Although the penalty for late planting is important, care should be taken to avoid planting operations when soil is wet. Yields may be reduced somewhat this year due to delayed planting, but effects of soil compaction can reduce yield for several years to come.
If you originally planned to apply nitrogen (N) and herbicides pre-plant, consider alternatives so that planting is not further delayed when favorable planting conditions occur. Although application of anhydrous N is usually recommended prior to April 15 in order to minimize potential injury to emerging corn, anhydrous N may be applied as close as a week before planting (unless hot, dry weather is predicted).
In late planting seasons associated with wet cool soil conditions, growers should consider side-dressing anhydrous N (or UAN liquid solutions) and applying around 30 pounds N per acre broadcast or banded to stimulate early seedling growth. This latter approach will allow greater time for planting.
Similarly, crop requirements for phosphorus (P) and potassium (K) can often be met with starter applications placed in bands 2 inches to the side and 2 inches below the seed. Application of P and K is only necessary with the starter if they are deficient in the soil, and the greatest probability of yield response from P and K starter is in a no-till situation.
Planting into seedbeds that contain emerged weeds will make post-planting weed control critical. Herbicide-resistant corn, including Roundup Ready and Liberty Link hybrids, may offer definite advantages in these situations. Effective burndown applications will help minimize the potential for major weed problems developing later in the season.
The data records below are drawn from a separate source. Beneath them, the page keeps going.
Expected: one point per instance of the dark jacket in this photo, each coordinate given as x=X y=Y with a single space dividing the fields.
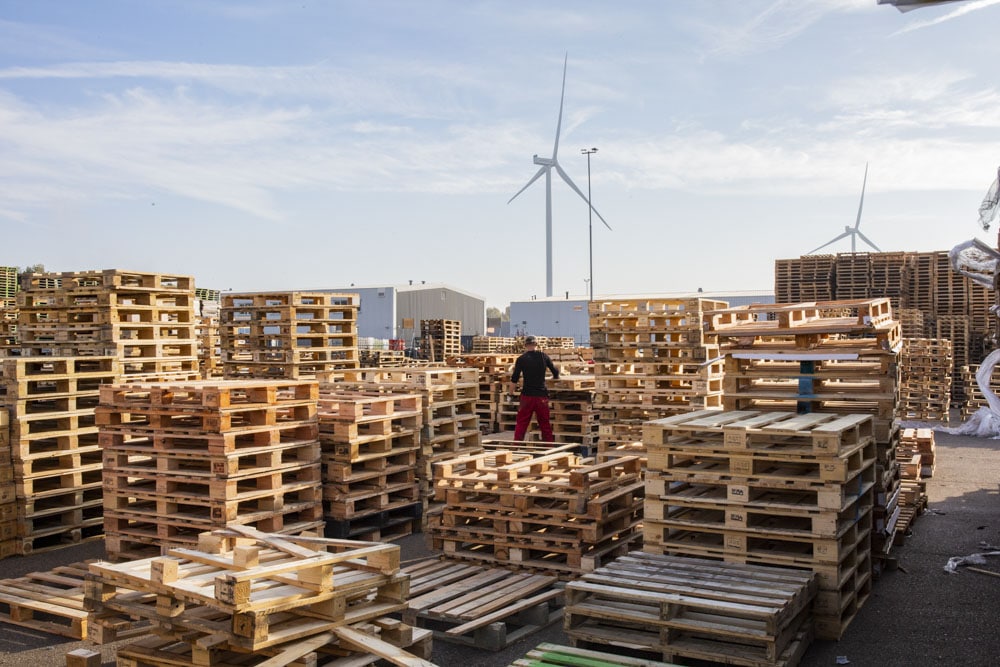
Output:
x=532 y=365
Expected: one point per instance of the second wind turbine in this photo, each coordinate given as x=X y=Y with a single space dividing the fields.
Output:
x=545 y=168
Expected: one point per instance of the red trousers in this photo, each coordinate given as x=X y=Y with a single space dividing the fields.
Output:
x=539 y=406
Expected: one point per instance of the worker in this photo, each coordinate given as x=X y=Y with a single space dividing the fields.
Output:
x=534 y=396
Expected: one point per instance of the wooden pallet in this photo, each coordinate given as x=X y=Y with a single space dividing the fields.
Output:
x=693 y=608
x=481 y=606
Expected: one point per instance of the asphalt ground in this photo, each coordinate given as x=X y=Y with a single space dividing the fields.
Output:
x=917 y=614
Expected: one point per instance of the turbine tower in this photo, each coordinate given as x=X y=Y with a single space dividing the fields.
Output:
x=545 y=167
x=853 y=232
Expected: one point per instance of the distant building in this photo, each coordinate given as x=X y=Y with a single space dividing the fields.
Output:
x=395 y=311
x=553 y=316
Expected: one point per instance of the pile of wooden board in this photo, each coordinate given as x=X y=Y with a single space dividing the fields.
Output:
x=145 y=320
x=370 y=444
x=916 y=464
x=450 y=425
x=926 y=369
x=693 y=608
x=440 y=339
x=552 y=513
x=53 y=446
x=771 y=488
x=184 y=458
x=653 y=358
x=250 y=598
x=289 y=335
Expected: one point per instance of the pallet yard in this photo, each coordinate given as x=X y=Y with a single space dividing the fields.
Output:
x=725 y=486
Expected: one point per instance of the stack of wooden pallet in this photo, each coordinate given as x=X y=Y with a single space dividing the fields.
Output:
x=8 y=506
x=573 y=414
x=250 y=598
x=184 y=458
x=552 y=513
x=888 y=271
x=288 y=335
x=8 y=327
x=833 y=356
x=480 y=605
x=494 y=378
x=926 y=367
x=652 y=359
x=145 y=320
x=440 y=339
x=674 y=608
x=958 y=330
x=370 y=444
x=55 y=456
x=209 y=341
x=382 y=358
x=493 y=344
x=916 y=456
x=914 y=323
x=771 y=488
x=450 y=425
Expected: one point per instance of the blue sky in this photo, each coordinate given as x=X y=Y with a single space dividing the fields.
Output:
x=263 y=145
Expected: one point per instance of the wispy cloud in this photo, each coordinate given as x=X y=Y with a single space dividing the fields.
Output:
x=770 y=28
x=962 y=10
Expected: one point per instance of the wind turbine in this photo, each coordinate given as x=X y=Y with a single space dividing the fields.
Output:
x=853 y=232
x=546 y=165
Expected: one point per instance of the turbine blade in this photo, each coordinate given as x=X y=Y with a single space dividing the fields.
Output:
x=538 y=174
x=570 y=183
x=868 y=241
x=555 y=148
x=862 y=204
x=830 y=242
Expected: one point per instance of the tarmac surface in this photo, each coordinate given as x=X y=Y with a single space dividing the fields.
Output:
x=916 y=615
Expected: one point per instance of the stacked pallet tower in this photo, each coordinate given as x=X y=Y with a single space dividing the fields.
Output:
x=926 y=370
x=493 y=344
x=652 y=359
x=55 y=457
x=552 y=513
x=929 y=297
x=448 y=396
x=769 y=488
x=440 y=339
x=916 y=465
x=370 y=444
x=8 y=308
x=243 y=597
x=184 y=458
x=826 y=358
x=145 y=320
x=290 y=335
x=207 y=328
x=8 y=503
x=78 y=331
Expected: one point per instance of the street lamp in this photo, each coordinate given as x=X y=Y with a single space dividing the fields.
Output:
x=590 y=219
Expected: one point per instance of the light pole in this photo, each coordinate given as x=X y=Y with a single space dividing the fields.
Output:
x=590 y=219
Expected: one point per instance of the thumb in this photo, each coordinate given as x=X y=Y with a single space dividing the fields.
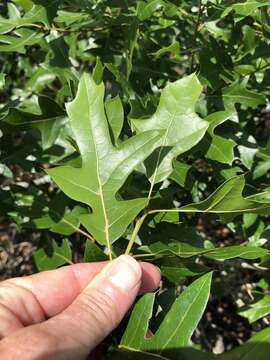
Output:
x=89 y=319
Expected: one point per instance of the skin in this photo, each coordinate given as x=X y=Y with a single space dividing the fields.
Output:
x=66 y=313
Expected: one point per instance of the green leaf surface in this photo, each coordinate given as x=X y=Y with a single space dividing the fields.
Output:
x=66 y=225
x=61 y=255
x=178 y=325
x=183 y=128
x=93 y=253
x=115 y=115
x=104 y=168
x=220 y=149
x=20 y=40
x=180 y=172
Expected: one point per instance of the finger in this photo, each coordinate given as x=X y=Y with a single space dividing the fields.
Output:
x=88 y=320
x=29 y=300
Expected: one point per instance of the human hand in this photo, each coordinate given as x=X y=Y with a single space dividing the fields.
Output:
x=66 y=313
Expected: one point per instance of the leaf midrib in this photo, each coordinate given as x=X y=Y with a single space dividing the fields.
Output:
x=107 y=235
x=183 y=318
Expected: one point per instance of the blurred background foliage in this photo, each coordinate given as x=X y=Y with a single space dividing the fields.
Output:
x=136 y=48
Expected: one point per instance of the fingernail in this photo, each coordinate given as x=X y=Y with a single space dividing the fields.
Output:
x=124 y=272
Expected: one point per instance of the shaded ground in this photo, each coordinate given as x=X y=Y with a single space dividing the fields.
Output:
x=221 y=328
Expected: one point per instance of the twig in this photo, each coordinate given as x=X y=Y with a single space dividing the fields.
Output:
x=197 y=26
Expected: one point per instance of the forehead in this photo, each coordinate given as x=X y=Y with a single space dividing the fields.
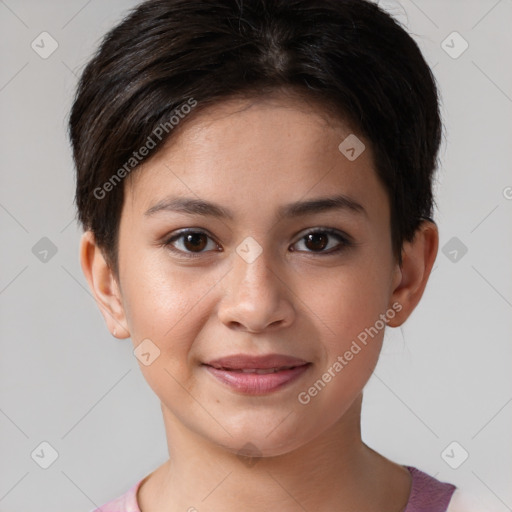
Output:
x=243 y=151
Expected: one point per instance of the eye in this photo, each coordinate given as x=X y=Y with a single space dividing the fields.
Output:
x=317 y=241
x=190 y=243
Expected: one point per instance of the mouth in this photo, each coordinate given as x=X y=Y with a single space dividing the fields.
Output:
x=257 y=375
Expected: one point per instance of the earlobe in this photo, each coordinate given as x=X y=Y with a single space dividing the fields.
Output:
x=103 y=285
x=418 y=258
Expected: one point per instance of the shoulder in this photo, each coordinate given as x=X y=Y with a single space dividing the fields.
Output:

Don't worry about switching hybrid maturities unless planting is delayed to late May. If planting is possible before May 20-25, plant full season hybrids first to allow them to exploit the growing season more fully. Research in Ohio and other Corn Belt states generally indicates that earlier maturity hybrids lose less yield potential with late plantings than the later maturing, full-season hybrids.
With no-till or reduced tillage, increase seeding rates 5-10% over those used with conventional tillage. Consult seed company recommendations for specific hybrid planting rates under reduced tillage. Lower yields in no-till can sometimes be related to sub- optimal plant populations at harvest.